El misterio de las causalidades: Relatos by Maud Daverio Cox (Buenos Aires, Voria Stefanovsky Editores, 2021, 76 pages)
Are the coincidences in our lives just random or could they have hidden causes and deeper meanings?
Argentine author Maud Daverio Cox grapples with this enigma in her latest book, El misterio de las causalidades: Relatos, which I translate as The Mystery of Causalities: Tales although it sounds teasingly close to The Mystery of Coincidences (“casualidades” in Spanish).
In a rambling series of eight varied accounts, Cox tells of episodes in her life that have startling explanations – or in some cases, none.
She covers a lot of ground and a lot of time, from the 1588 arrival of a French ancestor in Cork, Ireland, to her very English grandfather who defended turbaned Sikh immigrants in Argentina in 1912 when they were harassed by the beef-worshiping population for their exotic customs that included strict vegetarianism.

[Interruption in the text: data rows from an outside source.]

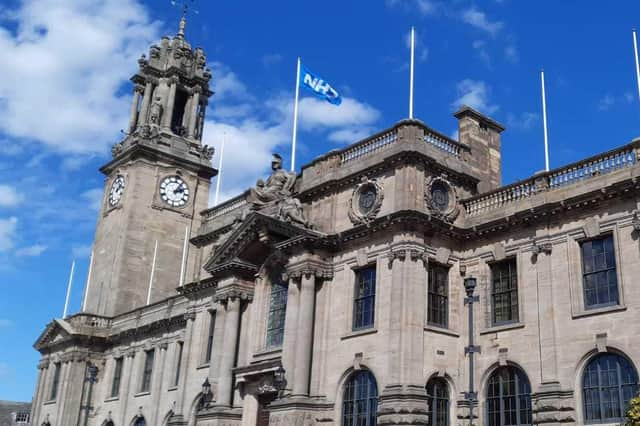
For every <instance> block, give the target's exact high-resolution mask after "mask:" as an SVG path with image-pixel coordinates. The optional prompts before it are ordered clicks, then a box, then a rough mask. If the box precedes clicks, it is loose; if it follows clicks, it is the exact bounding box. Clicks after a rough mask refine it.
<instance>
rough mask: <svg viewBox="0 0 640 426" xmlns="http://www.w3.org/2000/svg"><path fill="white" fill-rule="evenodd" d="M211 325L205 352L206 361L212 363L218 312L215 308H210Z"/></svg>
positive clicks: (210, 320) (204, 354)
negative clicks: (215, 331)
mask: <svg viewBox="0 0 640 426" xmlns="http://www.w3.org/2000/svg"><path fill="white" fill-rule="evenodd" d="M208 312H209V317H208V319H209V321H208V323H209V327H208V328H207V340H206V345H205V352H204V363H205V364H207V363H210V362H211V358H212V356H213V339H214V338H215V331H216V317H217V314H218V311H216V310H215V309H212V310H209V311H208Z"/></svg>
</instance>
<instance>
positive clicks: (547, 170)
mask: <svg viewBox="0 0 640 426" xmlns="http://www.w3.org/2000/svg"><path fill="white" fill-rule="evenodd" d="M540 82H541V83H542V124H543V127H544V168H545V170H546V171H547V172H548V171H549V136H548V133H547V96H546V93H545V88H544V69H543V70H541V71H540Z"/></svg>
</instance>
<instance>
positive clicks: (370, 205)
mask: <svg viewBox="0 0 640 426" xmlns="http://www.w3.org/2000/svg"><path fill="white" fill-rule="evenodd" d="M376 192H377V191H376V187H375V186H373V185H365V186H363V187H362V189H361V190H360V195H359V196H358V207H359V208H360V212H361V213H362V214H367V213H369V212H370V211H371V209H373V206H374V205H375V203H376V196H377V193H376Z"/></svg>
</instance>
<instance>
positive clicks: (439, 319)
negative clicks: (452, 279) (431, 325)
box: [427, 263, 449, 327]
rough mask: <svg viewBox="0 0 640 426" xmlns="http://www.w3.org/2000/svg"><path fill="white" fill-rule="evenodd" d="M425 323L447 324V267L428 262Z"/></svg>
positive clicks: (447, 287) (448, 289)
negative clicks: (427, 305)
mask: <svg viewBox="0 0 640 426" xmlns="http://www.w3.org/2000/svg"><path fill="white" fill-rule="evenodd" d="M428 276H429V286H428V287H429V288H428V301H427V303H428V306H427V324H431V325H436V326H438V327H447V326H448V324H449V268H447V267H446V266H443V265H438V264H432V263H429V272H428Z"/></svg>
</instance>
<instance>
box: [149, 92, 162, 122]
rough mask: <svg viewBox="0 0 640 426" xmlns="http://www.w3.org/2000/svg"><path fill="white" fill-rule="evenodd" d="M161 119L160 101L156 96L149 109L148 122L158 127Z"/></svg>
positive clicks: (158, 98) (161, 112)
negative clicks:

Of personal interest to me was her account of Argentina’s 1970s Dirty War, a time my Argentine wife and I shared while raising our own young family in Buenos Aires. As regional editor for United Press International (UPI) from 1973 to 1978 I reported on attacks by both leftist guerrillas and military death squads. I didn’t hear of any U.S. journalists being targeted but I was relieved when the company transferred me to Bogota as part of economic downsizing. Cox recounts how she and her English husband, Robert Cox, the courageous editor of the English-language daily Buenos Aires Herald, befriended and supported women whose family members were”disappeared” by a military dictatorship that seized, tortured and murdered an estimated 30,000 citizens and resident foreigners between 1976 and 1983.
She tells of a particularly close relationship to Elena Arocena,a Brazilian immigrant whose son Marcos was grabbed by a government paramilitary squad and of the woman’s tireless, heartbreaking but fruitless search for her son, whose body was found and identified years after her own death in the 1980s.

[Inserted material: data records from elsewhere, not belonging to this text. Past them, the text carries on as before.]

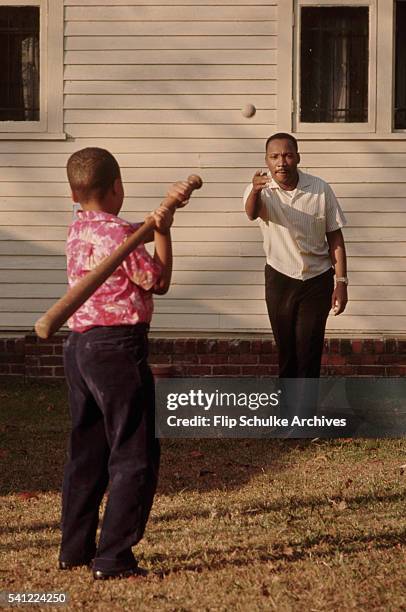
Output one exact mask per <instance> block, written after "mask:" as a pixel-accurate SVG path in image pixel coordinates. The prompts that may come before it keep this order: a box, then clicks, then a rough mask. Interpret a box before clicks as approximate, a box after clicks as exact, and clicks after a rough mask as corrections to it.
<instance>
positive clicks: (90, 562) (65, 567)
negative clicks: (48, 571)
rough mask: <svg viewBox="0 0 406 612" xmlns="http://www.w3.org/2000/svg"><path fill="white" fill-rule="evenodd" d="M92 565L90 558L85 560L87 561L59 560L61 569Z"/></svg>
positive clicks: (69, 568)
mask: <svg viewBox="0 0 406 612" xmlns="http://www.w3.org/2000/svg"><path fill="white" fill-rule="evenodd" d="M91 565H92V560H91V559H90V560H87V561H79V562H77V563H71V562H70V561H59V569H62V570H70V569H74V568H75V567H89V568H90V567H91Z"/></svg>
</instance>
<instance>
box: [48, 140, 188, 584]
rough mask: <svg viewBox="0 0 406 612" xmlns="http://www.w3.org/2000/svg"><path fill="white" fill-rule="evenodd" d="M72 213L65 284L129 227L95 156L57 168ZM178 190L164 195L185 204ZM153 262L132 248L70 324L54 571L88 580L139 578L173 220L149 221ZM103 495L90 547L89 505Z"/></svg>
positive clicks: (171, 216)
mask: <svg viewBox="0 0 406 612" xmlns="http://www.w3.org/2000/svg"><path fill="white" fill-rule="evenodd" d="M67 172H68V179H69V183H70V187H71V190H72V199H73V200H74V201H75V202H80V204H81V207H82V210H81V211H79V212H78V218H77V219H76V220H75V221H74V222H73V223H72V225H71V227H70V229H69V234H68V241H67V249H66V250H67V268H68V279H69V284H70V285H74V284H75V283H76V282H77V281H78V280H79V279H80V278H81V277H82V276H83V275H85V274H86V273H87V272H89V271H90V270H91V269H92V268H94V267H95V266H96V265H97V264H98V263H99V262H100V261H101V260H102V259H104V258H105V257H106V256H108V255H109V254H110V253H111V252H112V251H114V250H115V248H116V247H117V246H119V245H120V244H121V243H122V242H123V241H124V240H125V239H126V238H127V237H128V236H129V235H130V234H131V233H132V232H133V231H134V226H133V225H131V224H130V223H128V222H126V221H124V220H123V219H121V218H120V217H118V216H117V215H118V213H119V211H120V209H121V206H122V203H123V198H124V190H123V185H122V182H121V175H120V168H119V165H118V163H117V161H116V160H115V158H114V157H113V156H112V155H111V154H110V153H109V152H108V151H105V150H104V149H98V148H87V149H82V150H81V151H78V152H76V153H74V154H73V155H72V156H71V157H70V159H69V161H68V165H67ZM187 188H188V183H186V182H179V183H176V184H175V185H173V186H172V187H171V188H170V190H169V192H168V196H170V197H175V198H176V199H178V200H179V201H182V200H184V199H186V197H185V194H186V192H187ZM152 216H153V218H154V220H155V227H156V229H155V231H154V240H155V254H154V257H151V256H150V255H149V254H148V253H147V251H146V250H145V247H144V246H139V247H138V248H137V249H135V251H133V252H132V253H131V254H130V255H129V256H128V257H127V258H126V259H125V260H124V262H123V263H122V264H121V265H120V266H119V267H118V268H117V270H116V271H115V272H114V273H113V274H112V276H111V277H110V278H109V279H108V280H107V281H106V282H105V283H104V284H103V285H102V286H101V287H100V288H99V289H98V290H97V291H96V292H95V293H94V294H93V295H92V296H91V297H90V298H89V300H88V301H87V302H85V304H83V306H81V308H79V310H77V312H76V313H75V314H74V315H73V316H72V317H71V319H70V320H69V322H68V324H69V327H70V329H71V330H72V331H71V334H70V335H69V337H68V339H67V341H66V344H65V348H64V362H65V373H66V379H67V382H68V387H69V404H70V411H71V417H72V433H71V437H70V444H69V453H68V460H67V463H66V466H65V472H64V480H63V489H62V543H61V549H60V557H59V567H60V569H71V568H73V567H77V566H80V565H90V564H92V569H93V576H94V578H95V579H108V578H116V577H128V576H133V575H140V574H142V575H143V574H145V570H142V569H141V568H139V567H138V565H137V562H136V560H135V558H134V555H133V553H132V550H131V547H132V546H134V545H135V544H136V543H137V542H138V541H139V540H140V539H141V538H142V536H143V533H144V529H145V525H146V522H147V520H148V515H149V512H150V509H151V506H152V501H153V497H154V494H155V490H156V485H157V477H158V467H159V442H158V440H157V439H155V436H154V381H153V377H152V373H151V370H150V368H149V366H148V364H147V355H148V339H147V333H148V328H149V323H150V321H151V316H152V309H153V304H152V293H159V294H162V293H166V291H167V290H168V288H169V284H170V280H171V270H172V252H171V238H170V233H169V229H170V226H171V224H172V220H173V213H172V212H171V211H170V210H169V209H168V208H166V207H164V206H161V207H160V208H158V209H157V210H156V211H155V212H154V213H153V215H152ZM107 485H109V495H108V500H107V504H106V509H105V512H104V517H103V522H102V526H101V533H100V538H99V541H98V545H97V546H96V529H97V525H98V519H99V506H100V503H101V500H102V498H103V494H104V492H105V490H106V488H107Z"/></svg>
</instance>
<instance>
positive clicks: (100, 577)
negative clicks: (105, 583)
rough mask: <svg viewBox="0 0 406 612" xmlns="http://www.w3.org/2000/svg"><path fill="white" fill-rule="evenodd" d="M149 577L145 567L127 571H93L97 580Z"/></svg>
mask: <svg viewBox="0 0 406 612" xmlns="http://www.w3.org/2000/svg"><path fill="white" fill-rule="evenodd" d="M147 575H148V570H146V569H144V568H143V567H138V565H137V566H136V567H131V568H130V569H127V570H111V571H105V570H93V578H94V579H95V580H110V579H111V578H131V577H140V578H145V576H147Z"/></svg>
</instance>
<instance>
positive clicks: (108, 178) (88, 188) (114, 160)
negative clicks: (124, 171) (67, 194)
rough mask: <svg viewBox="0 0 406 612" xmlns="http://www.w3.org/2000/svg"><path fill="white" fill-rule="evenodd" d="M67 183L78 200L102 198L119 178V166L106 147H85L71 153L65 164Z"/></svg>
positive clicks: (119, 177) (115, 159)
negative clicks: (65, 166)
mask: <svg viewBox="0 0 406 612" xmlns="http://www.w3.org/2000/svg"><path fill="white" fill-rule="evenodd" d="M66 171H67V174H68V180H69V185H70V187H71V189H72V191H73V192H74V193H75V195H76V196H77V198H78V200H79V201H80V202H87V201H88V200H89V199H90V197H91V196H92V197H95V198H98V199H102V198H104V196H105V195H106V193H107V192H108V190H109V189H110V188H111V187H113V185H114V181H115V180H116V179H117V178H120V176H121V174H120V166H119V165H118V162H117V160H116V159H115V158H114V157H113V155H112V154H111V153H110V152H109V151H106V149H99V148H98V147H87V148H86V149H81V150H80V151H76V153H73V154H72V155H71V156H70V158H69V159H68V163H67V165H66Z"/></svg>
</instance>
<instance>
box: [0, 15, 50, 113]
mask: <svg viewBox="0 0 406 612" xmlns="http://www.w3.org/2000/svg"><path fill="white" fill-rule="evenodd" d="M0 74H2V75H3V78H2V81H3V83H2V87H1V89H0V120H1V121H39V79H40V66H39V7H37V6H34V7H32V6H23V7H20V6H19V7H13V6H0Z"/></svg>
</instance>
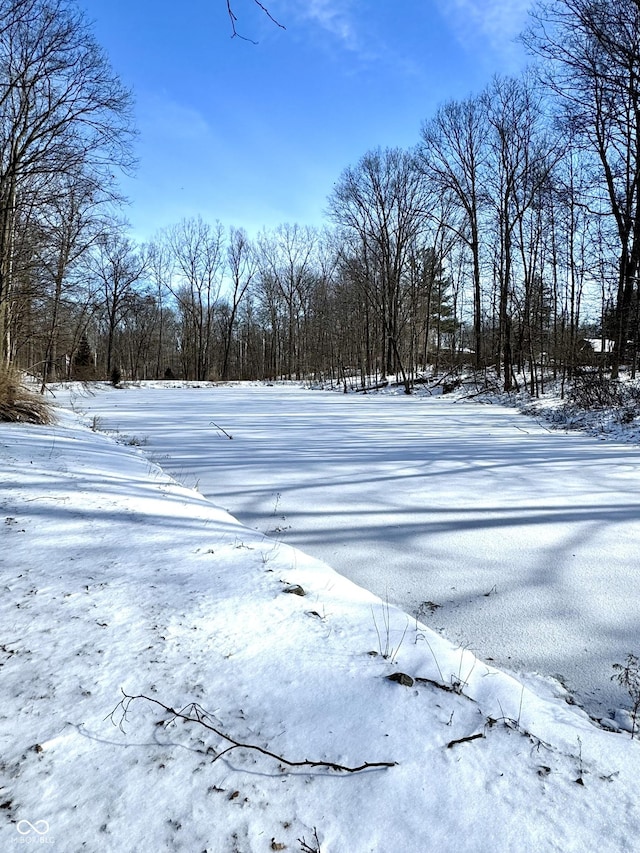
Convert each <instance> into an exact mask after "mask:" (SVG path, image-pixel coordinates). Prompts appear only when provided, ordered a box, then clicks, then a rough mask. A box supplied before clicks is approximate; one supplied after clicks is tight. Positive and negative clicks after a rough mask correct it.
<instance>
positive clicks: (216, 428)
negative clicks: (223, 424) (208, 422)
mask: <svg viewBox="0 0 640 853" xmlns="http://www.w3.org/2000/svg"><path fill="white" fill-rule="evenodd" d="M209 426H214V427H215V428H216V429H219V430H220V432H223V433H224V434H225V435H226V436H227V438H233V436H232V435H230V434H229V433H228V432H227V431H226V429H223V427H221V426H219V425H218V424H217V423H216V422H215V421H209Z"/></svg>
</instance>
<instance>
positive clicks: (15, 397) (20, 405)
mask: <svg viewBox="0 0 640 853" xmlns="http://www.w3.org/2000/svg"><path fill="white" fill-rule="evenodd" d="M51 420H52V417H51V411H50V409H49V406H48V404H47V403H46V402H45V400H44V399H43V398H42V397H41V396H39V395H38V394H34V393H33V392H32V391H29V389H28V388H26V387H25V385H24V383H23V381H22V378H21V376H20V374H19V373H18V371H17V370H15V368H13V367H11V365H1V366H0V421H22V422H24V423H31V424H48V423H51Z"/></svg>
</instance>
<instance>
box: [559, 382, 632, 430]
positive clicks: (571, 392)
mask: <svg viewBox="0 0 640 853" xmlns="http://www.w3.org/2000/svg"><path fill="white" fill-rule="evenodd" d="M569 401H570V402H571V403H573V404H574V405H575V406H577V408H579V409H583V410H584V411H590V410H593V409H619V410H620V414H621V416H624V418H625V419H626V420H627V422H628V421H629V420H633V418H634V417H635V415H636V414H637V410H638V407H639V406H640V389H638V388H637V387H636V386H634V385H630V384H626V383H624V382H619V381H618V380H616V379H608V378H607V377H606V376H601V375H600V374H599V373H596V372H595V371H594V372H591V371H587V370H584V371H582V372H581V373H579V374H577V375H576V377H575V379H574V380H573V383H572V385H571V391H570V394H569Z"/></svg>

One of the disturbing concidences in Cox’s life was the appearance of a young Argentine who identified himself as Marcos Arocena at her doorstep in Charleston, South Carolina, long after she and her husband had fled to the United States when the regime’s death threats reached their own five children. This, unfortunately, was not the same Marcos and the coincidence remained unexplained at the time, but Maud eventually learned they were from the same family but didn’t know each other.
In Buenos Aires, I knew Bob Cox as a respected and admired colleague but never met Maud or their children. I remember the climate of terror under the military junta when Bob was clumsily arrested and dropped out of sight for a day, leading to widespread fear for his fate. Bob later credited pressure from international media and representatives of U.S. President Jimmy Carter as instrumental in obtaining his release unharmed.
Maud Cox mixes such serious memories with other episodes, including coming into possession of a set of fine Limoges dishware decorated with one of her relative’s initials (the book includes a striking color photo of one of the plates), which a chance encounter revealed to be the result of a family scandal long ago and far away.
There is even a light moment in her matter-of-fact account of her family’s flight abroad, when they stop for tea and scones at a pub in the English village of Banbury Cross—a place she thought existed only in the rhyme game of her childhood—“I ride a cockhorse to Banbury Cross, to see a fine lady upon a white horse. . .”
The book is a sometimes puzzling mixture of compelling personal autobiography and Argentine history. The incidents don’t really hang together in any clear way — but that seems to be Maud Daverio Cox’s point in relating them from her memory: the mystery of coincidences and causalities of life.
Spring/Summer 2021, Volume XX, Number 3
Martin McReynolds is a retired journalist living in Buenos Aires who worked for United Press International (UPI) and The Miami Herald. He and his Argentine wife, Irma Norma Perez, have three children born in Argentina but now living in the United States.